Wage growth remains elevated in the UK with average regular pay, which excludes bonus payment in the UK went up 6.7% y/y in the three months to March, but below forecasts of 6.8%. Average regular pay growth for the private sector was 7% and for the public sector was 5.6%, which is the highest for the public sector since October of 2003. This may fuel speculation that the BoE will need to raise interest rate higher to combat inflationary pressures. Investors are pricing in another quarter-point rise to 4.75% next month, with rates of 5% by September seen as a near certainty. However, in a sign that the labour market is cooling, data showed the number of people on employers’ payrolls fell in April for the first time in over two year and vacancies fell by 55,000 from February through to April. Meanwhile, strike action intensified in March, with 556,000 working days lost because of labour disputes. To summarise, the jobs report was mixed and despite persistent wage growth, earnings continuing to lag behind rising prices, whilst vacancies and payroll numbers are falling.
The pound has reacted negatively to the news overall, and with hedge funds turning the most negative on the currency since December 2021, according to data from the Commodity Futures Trading Commission, perhaps the path of least resistance is to the downside in the short-term.

Running out of time
Global equities recorded a mixed start to the week as investors focused on economic data ahead of the scheduled debt-ceiling debate in the US taking place later today. Failure to raise the debt limit could see the US treasury department run out of cash as soon as June 1. While it is unlikely that such a scenario would play out, markets have already started preparing for it with credit default swaps rising to 12-year highs and the 1-month US government bond paying out 5.75%.

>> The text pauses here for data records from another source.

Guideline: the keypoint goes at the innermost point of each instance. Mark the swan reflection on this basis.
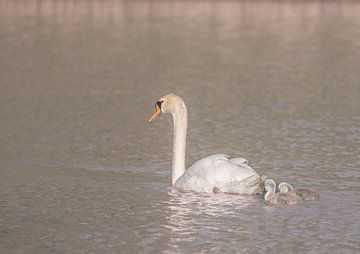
(189, 213)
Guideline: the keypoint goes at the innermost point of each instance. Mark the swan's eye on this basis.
(158, 103)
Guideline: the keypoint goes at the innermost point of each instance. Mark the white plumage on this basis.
(216, 172)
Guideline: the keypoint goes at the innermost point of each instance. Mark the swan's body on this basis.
(215, 173)
(305, 194)
(279, 198)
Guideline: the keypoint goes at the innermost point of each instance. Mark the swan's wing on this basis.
(219, 168)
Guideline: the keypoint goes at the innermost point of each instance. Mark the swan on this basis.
(281, 198)
(215, 173)
(305, 194)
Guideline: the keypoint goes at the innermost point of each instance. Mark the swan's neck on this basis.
(179, 142)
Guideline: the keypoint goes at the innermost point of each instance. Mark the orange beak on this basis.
(155, 114)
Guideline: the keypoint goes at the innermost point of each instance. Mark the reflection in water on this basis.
(189, 214)
(276, 82)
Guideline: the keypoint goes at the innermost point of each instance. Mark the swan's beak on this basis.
(155, 114)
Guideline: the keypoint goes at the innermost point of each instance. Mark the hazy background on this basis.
(81, 170)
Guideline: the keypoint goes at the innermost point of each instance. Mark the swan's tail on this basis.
(252, 185)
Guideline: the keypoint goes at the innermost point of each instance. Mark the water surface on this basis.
(81, 170)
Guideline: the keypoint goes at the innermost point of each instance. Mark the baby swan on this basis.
(305, 194)
(271, 197)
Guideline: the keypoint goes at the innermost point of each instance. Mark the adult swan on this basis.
(215, 173)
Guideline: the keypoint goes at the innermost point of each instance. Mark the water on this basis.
(81, 170)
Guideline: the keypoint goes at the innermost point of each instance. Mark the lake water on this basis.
(82, 171)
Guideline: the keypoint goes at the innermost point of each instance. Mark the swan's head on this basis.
(270, 185)
(285, 187)
(170, 103)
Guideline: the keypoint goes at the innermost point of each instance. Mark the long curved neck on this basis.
(179, 142)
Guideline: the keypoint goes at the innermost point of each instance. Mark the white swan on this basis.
(305, 194)
(280, 198)
(215, 173)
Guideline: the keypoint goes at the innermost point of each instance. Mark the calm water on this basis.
(82, 171)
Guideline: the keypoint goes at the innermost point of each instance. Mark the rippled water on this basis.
(81, 170)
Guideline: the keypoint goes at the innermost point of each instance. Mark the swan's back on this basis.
(218, 170)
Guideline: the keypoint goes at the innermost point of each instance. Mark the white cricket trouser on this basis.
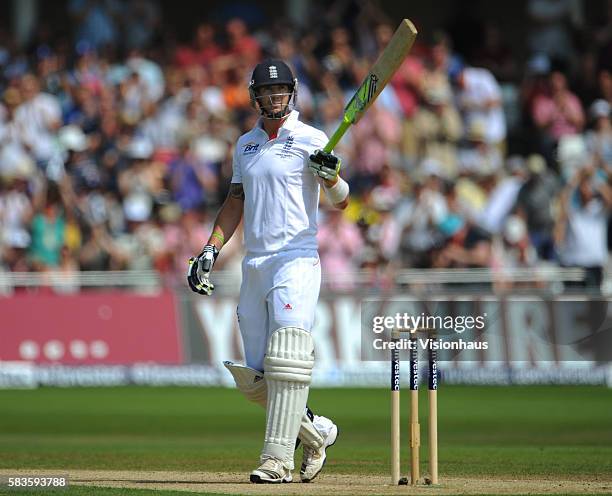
(278, 290)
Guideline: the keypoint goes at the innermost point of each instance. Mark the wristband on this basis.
(338, 192)
(219, 237)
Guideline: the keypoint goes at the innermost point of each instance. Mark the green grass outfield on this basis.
(543, 431)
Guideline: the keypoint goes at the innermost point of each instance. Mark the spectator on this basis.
(599, 139)
(550, 31)
(339, 244)
(48, 231)
(581, 230)
(37, 118)
(191, 183)
(97, 20)
(556, 113)
(534, 204)
(480, 101)
(203, 51)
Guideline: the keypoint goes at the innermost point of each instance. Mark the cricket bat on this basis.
(388, 62)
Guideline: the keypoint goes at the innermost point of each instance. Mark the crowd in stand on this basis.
(115, 149)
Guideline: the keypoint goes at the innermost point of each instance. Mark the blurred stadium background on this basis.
(483, 169)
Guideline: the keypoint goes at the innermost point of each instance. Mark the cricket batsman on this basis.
(278, 169)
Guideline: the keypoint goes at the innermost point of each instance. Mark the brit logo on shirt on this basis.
(250, 148)
(286, 150)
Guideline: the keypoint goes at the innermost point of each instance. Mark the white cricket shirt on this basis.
(281, 195)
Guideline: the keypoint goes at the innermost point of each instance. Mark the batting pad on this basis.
(255, 389)
(288, 371)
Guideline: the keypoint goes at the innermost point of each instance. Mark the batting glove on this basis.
(325, 165)
(198, 274)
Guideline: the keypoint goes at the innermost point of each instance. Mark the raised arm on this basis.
(228, 218)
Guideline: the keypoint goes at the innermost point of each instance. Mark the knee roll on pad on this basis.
(290, 355)
(253, 386)
(250, 381)
(288, 370)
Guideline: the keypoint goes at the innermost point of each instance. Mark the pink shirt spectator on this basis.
(376, 137)
(560, 120)
(339, 243)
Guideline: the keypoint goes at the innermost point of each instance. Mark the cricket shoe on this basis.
(271, 471)
(314, 458)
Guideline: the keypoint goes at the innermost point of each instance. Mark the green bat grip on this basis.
(333, 141)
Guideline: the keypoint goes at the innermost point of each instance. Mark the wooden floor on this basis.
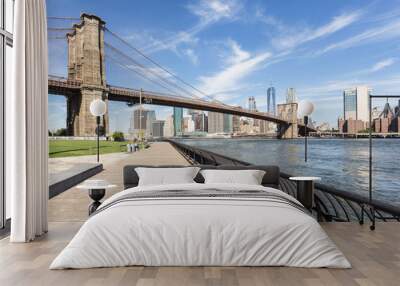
(375, 256)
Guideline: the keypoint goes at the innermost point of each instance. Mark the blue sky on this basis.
(233, 49)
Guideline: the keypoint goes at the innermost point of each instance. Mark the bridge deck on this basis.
(375, 256)
(65, 86)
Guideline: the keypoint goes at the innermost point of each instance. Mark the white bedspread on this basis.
(206, 231)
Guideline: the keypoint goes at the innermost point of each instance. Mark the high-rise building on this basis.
(355, 103)
(228, 124)
(200, 120)
(235, 123)
(271, 105)
(169, 126)
(291, 95)
(150, 118)
(215, 122)
(141, 122)
(178, 121)
(252, 103)
(158, 128)
(188, 124)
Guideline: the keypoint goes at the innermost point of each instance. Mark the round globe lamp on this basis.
(98, 108)
(304, 110)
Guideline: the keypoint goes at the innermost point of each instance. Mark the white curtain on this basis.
(26, 123)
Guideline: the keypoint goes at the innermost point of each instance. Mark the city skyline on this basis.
(318, 56)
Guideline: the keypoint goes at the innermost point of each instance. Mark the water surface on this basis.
(342, 163)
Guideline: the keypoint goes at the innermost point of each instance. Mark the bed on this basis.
(198, 224)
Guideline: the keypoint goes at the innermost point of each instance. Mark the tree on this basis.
(118, 136)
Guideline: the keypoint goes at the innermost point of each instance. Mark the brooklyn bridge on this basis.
(86, 81)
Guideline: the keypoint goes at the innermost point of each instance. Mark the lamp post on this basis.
(98, 108)
(305, 110)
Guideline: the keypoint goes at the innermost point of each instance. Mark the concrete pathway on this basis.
(72, 205)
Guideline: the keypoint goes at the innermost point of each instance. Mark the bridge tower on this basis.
(86, 64)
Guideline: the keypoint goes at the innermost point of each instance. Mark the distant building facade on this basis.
(288, 111)
(228, 124)
(350, 126)
(252, 103)
(178, 121)
(235, 124)
(169, 126)
(271, 105)
(200, 120)
(356, 103)
(141, 122)
(215, 122)
(291, 95)
(158, 128)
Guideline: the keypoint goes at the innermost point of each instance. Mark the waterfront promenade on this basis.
(375, 256)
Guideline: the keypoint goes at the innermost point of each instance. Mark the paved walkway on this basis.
(375, 255)
(72, 204)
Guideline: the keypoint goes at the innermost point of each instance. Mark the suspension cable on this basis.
(157, 64)
(144, 76)
(147, 70)
(62, 18)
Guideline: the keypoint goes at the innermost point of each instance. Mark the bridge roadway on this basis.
(67, 87)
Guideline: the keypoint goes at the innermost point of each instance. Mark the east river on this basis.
(342, 163)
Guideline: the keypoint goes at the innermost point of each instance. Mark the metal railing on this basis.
(331, 204)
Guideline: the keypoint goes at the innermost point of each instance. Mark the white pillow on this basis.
(166, 176)
(247, 177)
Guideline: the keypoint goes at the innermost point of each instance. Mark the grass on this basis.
(68, 148)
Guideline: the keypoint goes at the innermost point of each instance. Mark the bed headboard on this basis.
(270, 179)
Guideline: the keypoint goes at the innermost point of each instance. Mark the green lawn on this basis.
(67, 148)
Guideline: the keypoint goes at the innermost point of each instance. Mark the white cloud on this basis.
(230, 76)
(237, 53)
(297, 38)
(383, 64)
(192, 56)
(210, 11)
(384, 32)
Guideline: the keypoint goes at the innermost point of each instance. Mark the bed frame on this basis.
(270, 179)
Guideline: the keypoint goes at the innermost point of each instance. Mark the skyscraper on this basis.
(355, 103)
(158, 128)
(228, 124)
(291, 95)
(215, 122)
(252, 103)
(169, 126)
(271, 107)
(178, 121)
(142, 126)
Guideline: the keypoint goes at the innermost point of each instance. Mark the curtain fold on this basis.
(26, 119)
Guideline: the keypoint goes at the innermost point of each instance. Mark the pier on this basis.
(374, 255)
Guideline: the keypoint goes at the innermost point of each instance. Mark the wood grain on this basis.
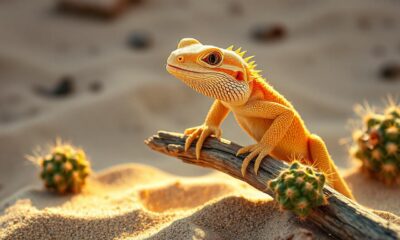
(342, 217)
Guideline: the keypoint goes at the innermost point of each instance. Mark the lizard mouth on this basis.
(172, 67)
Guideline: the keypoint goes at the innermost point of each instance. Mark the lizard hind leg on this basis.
(322, 161)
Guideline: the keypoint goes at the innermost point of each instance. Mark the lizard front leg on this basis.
(282, 119)
(211, 126)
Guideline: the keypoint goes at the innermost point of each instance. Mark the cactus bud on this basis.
(299, 189)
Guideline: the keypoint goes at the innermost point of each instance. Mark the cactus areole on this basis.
(299, 189)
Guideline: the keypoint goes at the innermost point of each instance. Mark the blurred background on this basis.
(93, 71)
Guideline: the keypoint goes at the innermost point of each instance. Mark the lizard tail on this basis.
(322, 161)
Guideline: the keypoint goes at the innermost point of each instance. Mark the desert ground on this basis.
(329, 60)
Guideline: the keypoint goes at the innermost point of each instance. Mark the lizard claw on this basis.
(256, 150)
(202, 132)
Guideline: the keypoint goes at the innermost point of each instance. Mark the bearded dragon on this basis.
(238, 87)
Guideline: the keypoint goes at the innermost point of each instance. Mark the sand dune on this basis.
(142, 202)
(136, 202)
(329, 61)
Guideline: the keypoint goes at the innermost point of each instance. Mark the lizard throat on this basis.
(215, 85)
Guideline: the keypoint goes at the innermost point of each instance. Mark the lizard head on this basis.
(219, 73)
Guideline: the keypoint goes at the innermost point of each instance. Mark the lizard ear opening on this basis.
(239, 76)
(187, 42)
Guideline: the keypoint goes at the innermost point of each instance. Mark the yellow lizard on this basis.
(237, 87)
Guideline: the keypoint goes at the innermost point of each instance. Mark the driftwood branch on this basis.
(342, 218)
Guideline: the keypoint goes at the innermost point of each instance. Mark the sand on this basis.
(329, 61)
(136, 202)
(140, 202)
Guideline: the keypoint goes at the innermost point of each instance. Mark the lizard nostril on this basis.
(180, 58)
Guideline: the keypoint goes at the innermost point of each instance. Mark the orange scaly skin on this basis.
(237, 87)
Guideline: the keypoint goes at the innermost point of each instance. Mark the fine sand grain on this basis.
(137, 202)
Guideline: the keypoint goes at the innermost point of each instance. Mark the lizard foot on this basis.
(202, 131)
(258, 150)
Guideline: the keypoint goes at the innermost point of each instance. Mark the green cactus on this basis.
(299, 189)
(377, 144)
(64, 169)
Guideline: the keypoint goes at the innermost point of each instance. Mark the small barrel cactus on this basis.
(64, 169)
(299, 189)
(377, 144)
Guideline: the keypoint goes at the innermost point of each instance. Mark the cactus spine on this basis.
(299, 189)
(64, 169)
(377, 144)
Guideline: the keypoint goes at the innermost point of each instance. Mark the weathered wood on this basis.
(343, 218)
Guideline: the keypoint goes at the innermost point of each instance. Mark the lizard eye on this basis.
(213, 58)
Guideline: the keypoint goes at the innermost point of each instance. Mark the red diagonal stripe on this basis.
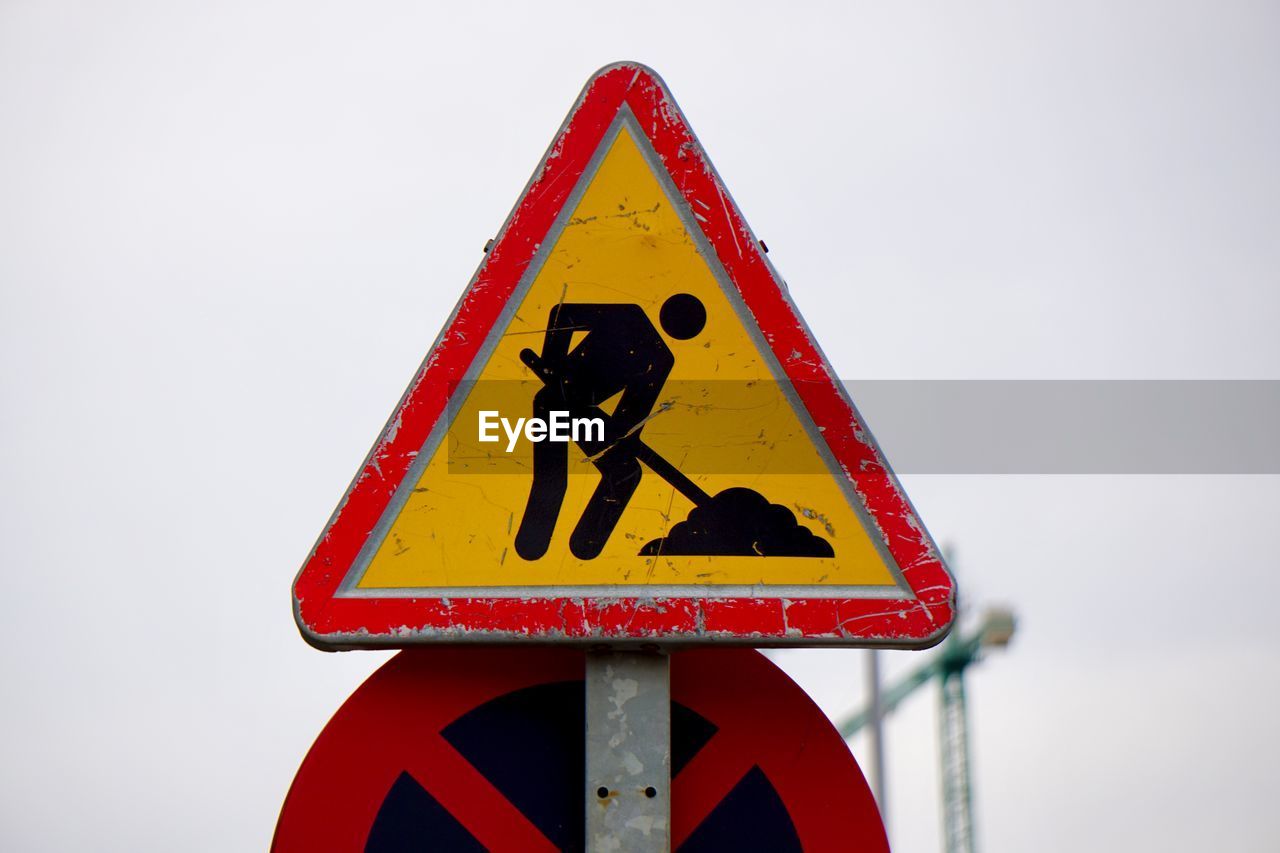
(474, 801)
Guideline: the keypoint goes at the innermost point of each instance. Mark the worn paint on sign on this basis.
(625, 242)
(732, 492)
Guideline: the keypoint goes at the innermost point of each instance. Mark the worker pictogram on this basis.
(625, 430)
(479, 748)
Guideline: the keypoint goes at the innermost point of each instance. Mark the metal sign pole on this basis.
(627, 752)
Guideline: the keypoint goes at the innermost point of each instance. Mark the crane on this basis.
(958, 653)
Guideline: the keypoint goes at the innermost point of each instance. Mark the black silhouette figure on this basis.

Economic data continues to disappoint the consensus. Yesterday, it was the New York Fed’s Empire State Manufacturing Index falling from 10.8 to -31.8. Between 2009 and the 2020, the lowest the gauge fell was -20, which puts the slide in May into perspective. Leading regional Fed indicators have recently signaled a weaker manufacturing sector. It will be interesting to see how lagging economic data like retail sales and industrial production, published later today, have coped with the headwinds in April. The week is filled with Fed speakers as well with 15 policymakers giving speeches or interviews. The data will be the driving force but the Fed’s reaction to unexpected data surprises might spur volatility.
The US dollar index is coming off a strong week which saw it rise by the most since February. The dollar has given up some of the recent gains in yesterday’s session but is starting the day on stronger footing. The currency remains stuck between the debt ceiling debate, Fed speak and economic data. For now, EUR/USD has found a bottom at $1.0850, but a key support level is being tested.

Weak data starts to drag on euro
The euro broke below its 50-day moving average versus the US dollar on Friday for the first time since late March as weak economic data continues to plague the Eurozone. Yesterday, industrial production in the Eurozone experienced a significant decline of 4.1% m/m in March, larger than the market consensus, and back to the lowest reading since October 2021.
The magnitude of the decline for industry was driven by a sharp decrease in the production of capital goods, including buildings and equipment used in the production of goods and services, which saw a notable drop of 15.4%. We now have a culmination of data points suggesting that economic growth in the Eurozone is weakening and that the 1. interest rate and 2. economic growth differentials, that have favoured EUR/USD, are starting to shrink. This does not dictate a fall of EUR/USD, but it certainly limits the short to medium term upside potential. The next area of support/potential downside target could be the 100-day moving average at $1.08. The Eurozone calendar is somewhat sparse for the remainder of the week, except for the ZEW surveys and second print of first quarter GDP figures released later this morning.
Hard economic data from Europe has been surprising much weaker than expected, but signs of weakness in sentiment data could be the straw that broke the camel’s back given the strong positive correlation EUR/USD has had with our soft data proxy. A weak reading of economic expectations from the German ZEW survey today could fuel a deeper short-term slump in the euro.